In this example, we will use a GPU to speed up the processing of our model. GPUs (Graphics Processing Units) are specialized processors that are optimized for performing large-scale computations in parallel. By using a GPU, we can accelerate the training and inference of a machine learning model, which can significantly reduce the time required to complete these tasks.

Before we begin, we need to check whether a GPU is available and select it as the default device for our PyTorch operations. This is because PyTorch can use either a CPU or a GPU to perform computations, and by default, it will use the CPU. 

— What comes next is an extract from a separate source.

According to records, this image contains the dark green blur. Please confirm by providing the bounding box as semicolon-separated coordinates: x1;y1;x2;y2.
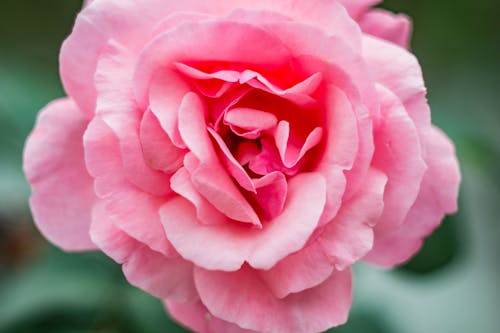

For using a GPU in Google Colab: 
1. Click on the "Runtime" menu at the top of the screen.
2. From the dropdown menu, click on "Change runtime type".
3. In the popup window that appears, select "GPU" as the hardware accelerator.
4. Click on the "Save" button.

That's it! Now you can use the GPU for faster computations in your notebook. 

In [None]:
!nvidia-smi

Sat May 20 17:57:59 2023       
+-----------------------------------------------------------------------------+
| NVIDIA-SMI 525.85.12    Driver Version: 525.85.12    CUDA Version: 12.0     |
|-------------------------------+----------------------+----------------------+
| GPU  Name        Persistence-M| Bus-Id        Disp.A | Volatile Uncorr. ECC |
| Fan  Temp  Perf  Pwr:Usage/Cap|         Memory-Usage | GPU-Util  Compute M. |
|                               |                      |               MIG M. |
|   0  Tesla V100-SXM2...  Off  | 00000000:00:04.0 Off |                    0 |
| N/A   35C    P0    23W / 300W |      0MiB / 16384MiB |      0%      Default |
|                               |                      |                  N/A |
+-------------------------------+----------------------+----------------------+
                                                                               
+-----------------------------------------------------------------------------+
| Proces

In [None]:
import torch

if torch.cuda.is_available(): 
   dev = "cuda:0"
else: 
   dev = "cpu"
device = torch.device(dev)
print('Using {}'.format(device))

Using cuda:0


# Download the model

To download the XLM-RoBERTa model pre-trained for question answering, you can use the code below.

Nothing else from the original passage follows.